Separately, 64 parts of a 6% gelatin aqueous solution (trade name “MGP-9066” manufactured by Nippi Gelatin Industries Co., Ltd.) to which 2.0 parts of a 10% sodium dodecyl sulfonate aqueous solution was added were prepared, and a mixed solution of the above diazonium salt compound Was added and emulsified with a homogenizer.
[0113]
After adding 20 parts of water to the emulsified dispersion obtained above and homogenizing it, the mixture was reacted at 40 ° C. for 30 minutes with stirring, then heated to 60 ° C. and encapsulated for 3 hours. Thereafter, the temperature of the solution is lowered to 35 ° C., and 4.1 parts of ion-exchange resin “Amberlite IRA68” (manufactured by Organo) and 8.2 parts of “Amberlite IRC50” (manufactured by Organo) are added and further stirred for 1 hour. did. Thereafter, the ion exchange resin was filtered to obtain a target diazonium salt-encapsulating capsule solution. The average particle size of the microcapsules was 0.64 μm.
[0114]
(2) Preparation of coupler emulsion dispersion
As a coupler compound, 3.0 parts of the following compound (B-2), 8.0 parts of triphenylguanidine, 8.0 parts of 1,1- (p-hydroxyphenyl) -2-ethylhexane, 4,4 '-(P-phenylenediisopropylidene) diphenol 8.0 parts, 2.0 parts of the following compound (B-3), and 1,1,3-tris (2-methyl-4-hydroxy-5- 2.0 parts of t-butylphenyl) butane is dissolved in 10.5 parts of ethyl acetate, and 0.48 parts of tricresyl phosphate, 0.24 parts of diethyl maleate and “Pionine A41C” (Takemoto Yushi) as high-boiling solvents. After adding 1.27 parts, it was heated and mixed uniformly. This mixture was added to 93 parts of an aqueous solution of 8% gelatin (“# 750 gelatin” manufactured by Nitta Gelatin Co., Ltd.) and emulsified and dispersed with a homogenizer. The remaining ethyl acetate was evaporated from the emulsion dispersion to obtain the desired coupler emulsion dispersion.
[0115]
[Chemical 6]

[0116]
[Chemical 7]

[0117]
(3) Preparation of coating solution for thermosensitive recording layer (B)

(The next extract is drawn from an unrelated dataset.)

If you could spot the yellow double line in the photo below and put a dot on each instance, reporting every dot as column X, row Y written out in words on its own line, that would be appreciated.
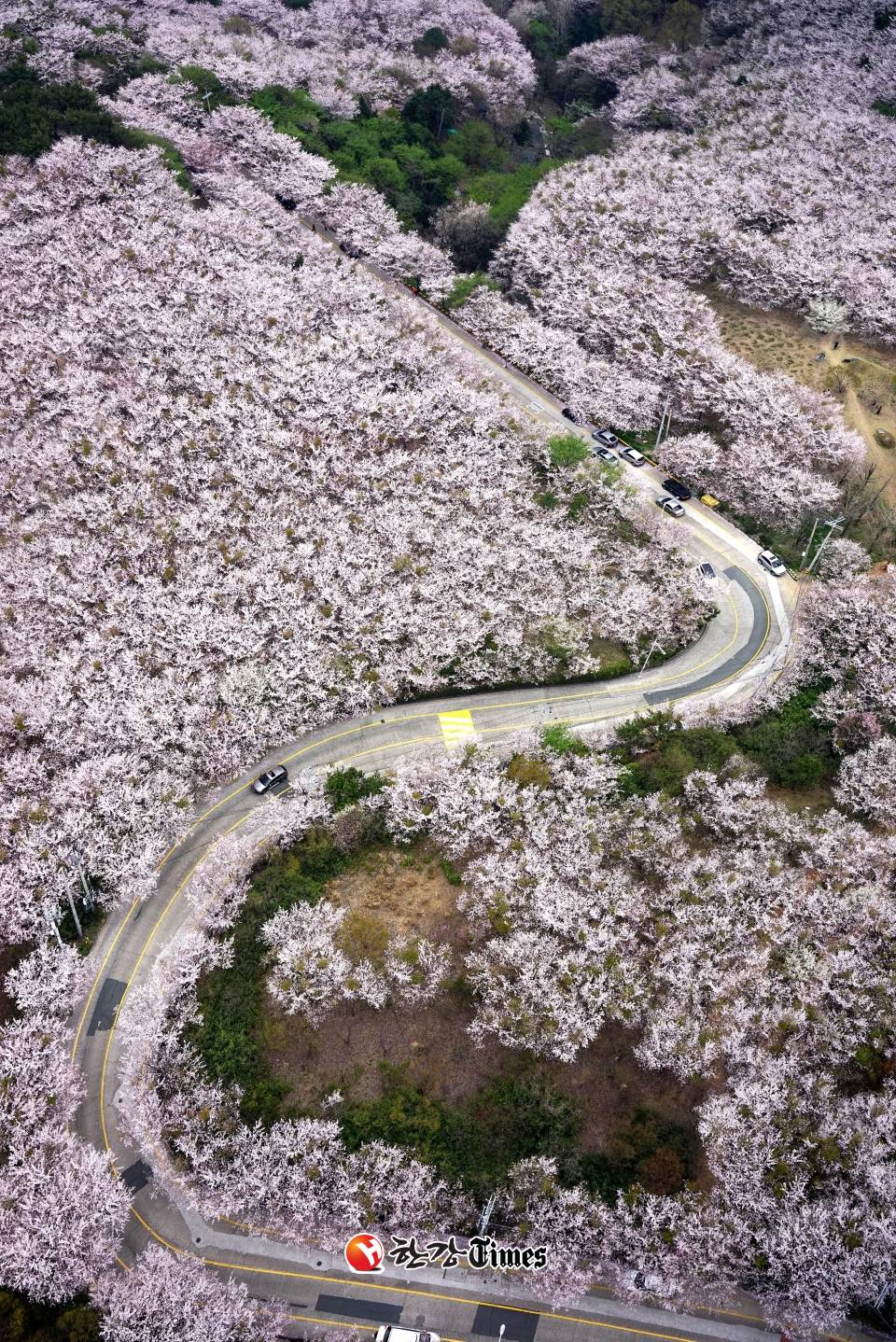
column 238, row 790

The diazonium salt-encapsulated microcapsule liquid and the coupler emulsified dispersion are mixed so that the mass ratio of the encapsulated diazo compound / coupler compound is 1.0 / 3.2, and the target thermosensitive recording layer (B ) Coating solution was obtained.
[0118]
(VI) Preparation of coating solution for thermosensitive recording layer (C)
(1) Preparation of an electron donating dye precursor encapsulated capsule solution
0.39 part of 3- (o-methyl-p-diethylaminophenyl) -3- (1′-ethyl-2-methylindol-3-yl) phthalide as electron donating dye precursor, maximum at 285 nm as UV absorber 0.19 part of 2-hydroxy-4-methoxybenzophenone having an absorption wavelength and 0.29 part of 2,5-tert-octylhydroquinone as an antioxidant are dissolved in 0.93 part of ethyl acetate, and a high boiling point solvent. 0.54 part of phenethylcumene was added and heated to mix uniformly. As a capsule wall agent, 1.0 part of xylylene diisocyanate / trimethylolpropane adduct (“Takenate D110N”) was further added to this solution and stirred uniformly.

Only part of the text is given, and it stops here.